Use proper BCP 47 language tags for Chinese #1

r12a · 2020-11-17T11:57:55Z

https://github.com/WICG/handwriting-recognition/blob/main/explainer.md

Languages are identified by IETF BCP 47 language tags (e.g. en, zh-CN). If there's no dedicated models for that language tag, the recognizer falls back to the macro language (zh-CN becomes zh).

zh-CN is presumably meant to indicate Simplified Chinese, which is also used in Singapore. That's why it is better to use zh-Hans as the language tag, rather than zh-CN (and zh-Hant, rather than zh-TW).

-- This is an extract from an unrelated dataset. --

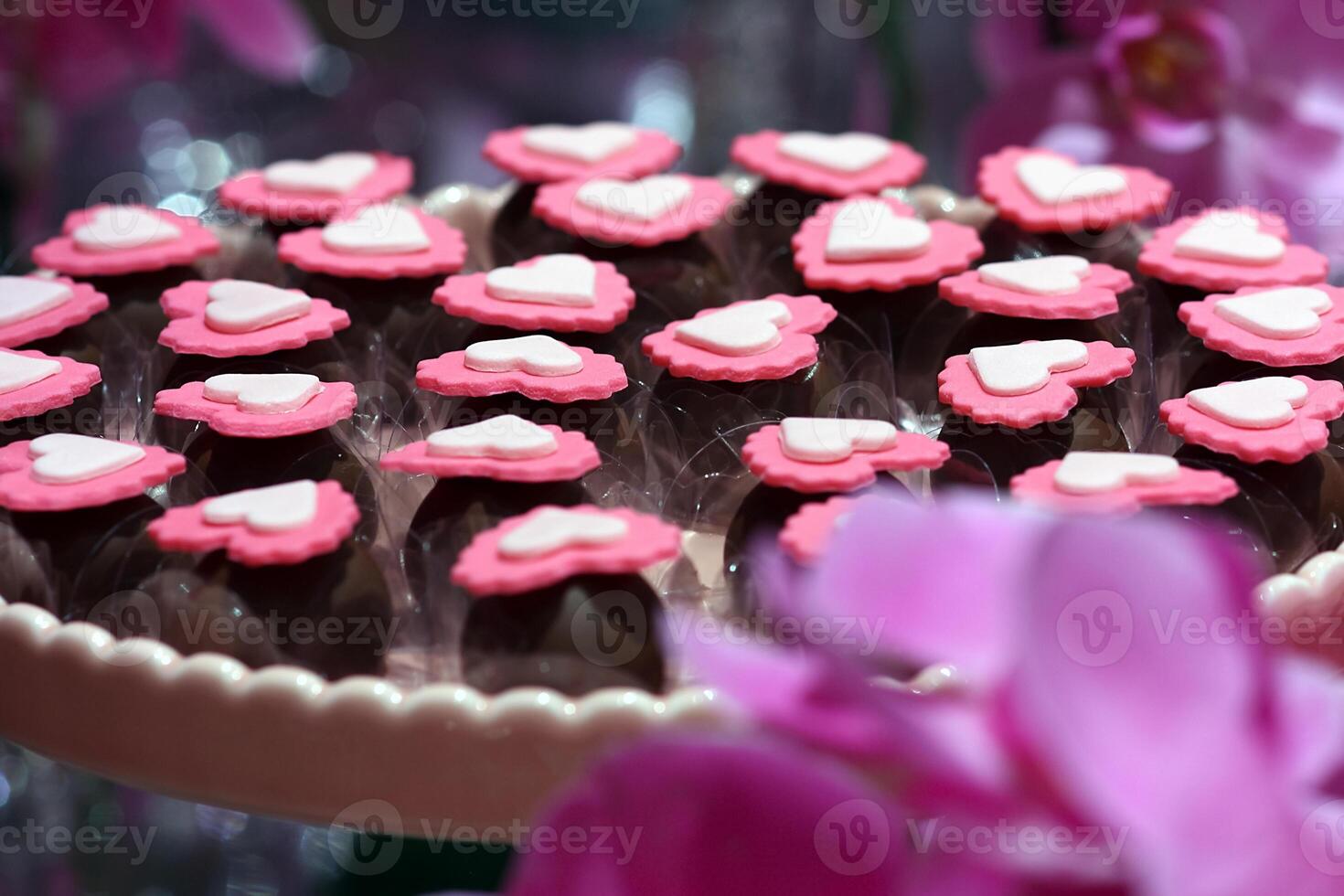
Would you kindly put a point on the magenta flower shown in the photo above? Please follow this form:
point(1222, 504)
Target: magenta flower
point(1100, 703)
point(1232, 100)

Please change the example.

wacky6 · 2020-11-26T06:13:35Z

I agree. zh-CN is not the technically correct way of unambiguously specifying a language, but its arguably more commonly used on the Web (Accept-Language, navigator.languages).

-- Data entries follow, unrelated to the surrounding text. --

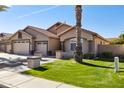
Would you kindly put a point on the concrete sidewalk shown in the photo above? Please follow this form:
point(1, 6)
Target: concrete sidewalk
point(17, 80)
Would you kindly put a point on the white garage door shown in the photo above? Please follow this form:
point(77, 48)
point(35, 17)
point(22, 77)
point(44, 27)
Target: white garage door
point(8, 48)
point(21, 47)
point(41, 47)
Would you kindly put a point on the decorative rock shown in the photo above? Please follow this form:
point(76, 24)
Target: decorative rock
point(116, 64)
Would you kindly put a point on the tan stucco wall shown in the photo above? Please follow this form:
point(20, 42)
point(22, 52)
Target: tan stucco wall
point(97, 41)
point(117, 50)
point(39, 36)
point(59, 30)
point(24, 36)
point(53, 45)
point(85, 47)
point(72, 34)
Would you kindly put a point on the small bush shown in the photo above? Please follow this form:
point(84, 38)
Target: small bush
point(50, 53)
point(106, 55)
point(88, 56)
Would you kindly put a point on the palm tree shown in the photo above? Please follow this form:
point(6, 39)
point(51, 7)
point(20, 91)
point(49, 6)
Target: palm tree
point(78, 52)
point(3, 8)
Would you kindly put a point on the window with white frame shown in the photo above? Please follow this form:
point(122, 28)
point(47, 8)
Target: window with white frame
point(73, 44)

So I'd keep it in the example. In the meanwhile, I've created a PR to include script subtag in the example.

See #8 (in conjunction with #2)

r12a · 2020-11-27T12:27:58Z

I think the time when it was commonly used on the Web as a way to refer to Simplified Chinese was many years ago. Nowadays zh-Hans works fine pretty well everywhere. And by using zh-CN prominently in your example you only promote the incorrect usage. So i still think you should change it. I can refer this issue to the i18n WG if you like.

I think it's fine to mention zh-CN as something that a user may type in, but which should be interpreted to mean zh-Hans, which you do in #8. But i think it should be framed to look like the recogniser is correcting incorrect input (which it is, since the actual script/orthography is very important for handwriting). I see an implication in the quoted text above (esp. because it doesn't even mention zh-Hans) that zh-CN is an appropriate way of referring to SC. It's really not. It's only appropriate if the language tag ignores script information and actually focuses on the region – which it may do, for example, when what's important is the spoken language (although that's problematic wrt zh too unless there's an implicit association of zh with cmn), or the locale (eg. for location services, legal reasons, etc.)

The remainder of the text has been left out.